Legislative bill overview

SB 912 would establish a THC impairment standard for workers at certain high-risk job sites in Virginia, similar to existing alcohol impairment standards. The bill creates a mechanism for employers to test for and enforce workplace safety rules related to cannabis impairment, though the bill text itself does not define specific THC concentration thresholds or which work sites qualify.

Why is this important

As cannabis legalization expands across the country, states face a practical challenge: unlike alcohol breathalyzers, there is no scientifically standardized test for cannabis impairment that reliably correlates to work performance or safety risk. This bill attempts to address workplace safety concerns in high-risk industries, but implementation depends heavily on how regulators define impairment standards that don't yet have clear scientific consensus.

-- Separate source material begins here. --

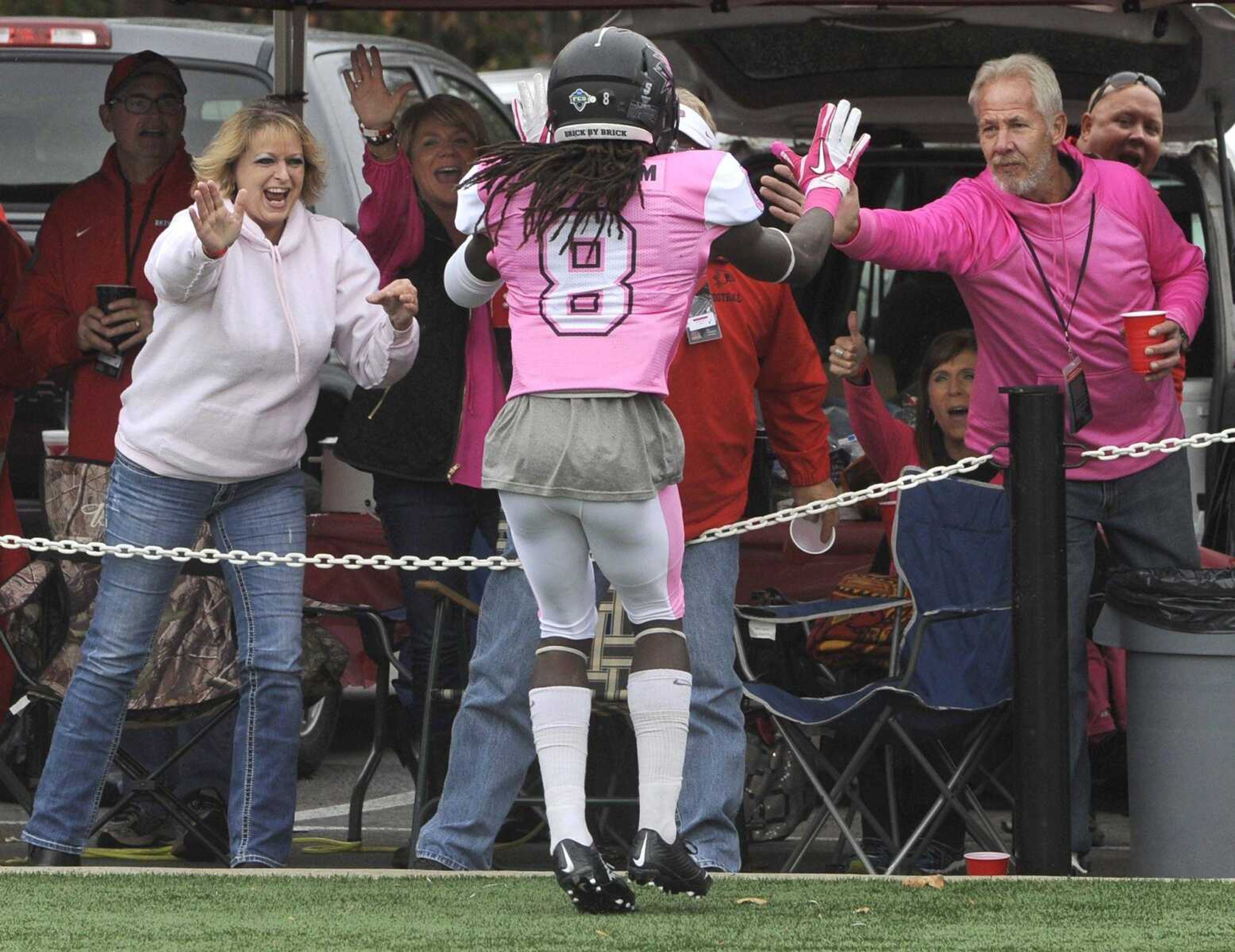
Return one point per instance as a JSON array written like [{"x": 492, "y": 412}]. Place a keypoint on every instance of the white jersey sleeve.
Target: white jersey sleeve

Potential points of contention

  • Scientific uncertainty: No universally accepted THC impairment threshold exists; current testing methods (blood/urine) don't reliably measure acute impairment the way breathalyzers measure alcohol intoxication
  • Worker privacy and employment rights: Testing requirements could capture off-duty cannabis use without indicating current impairment, raising fairness concerns for employees in states where cannabis is legal
  • Scope ambiguity: The bill's reference to "certain work sites" lacks definition, creating uncertainty about which employers must comply and potential for inconsistent application

Compiled from official sources — confirm details with the bill’s official record.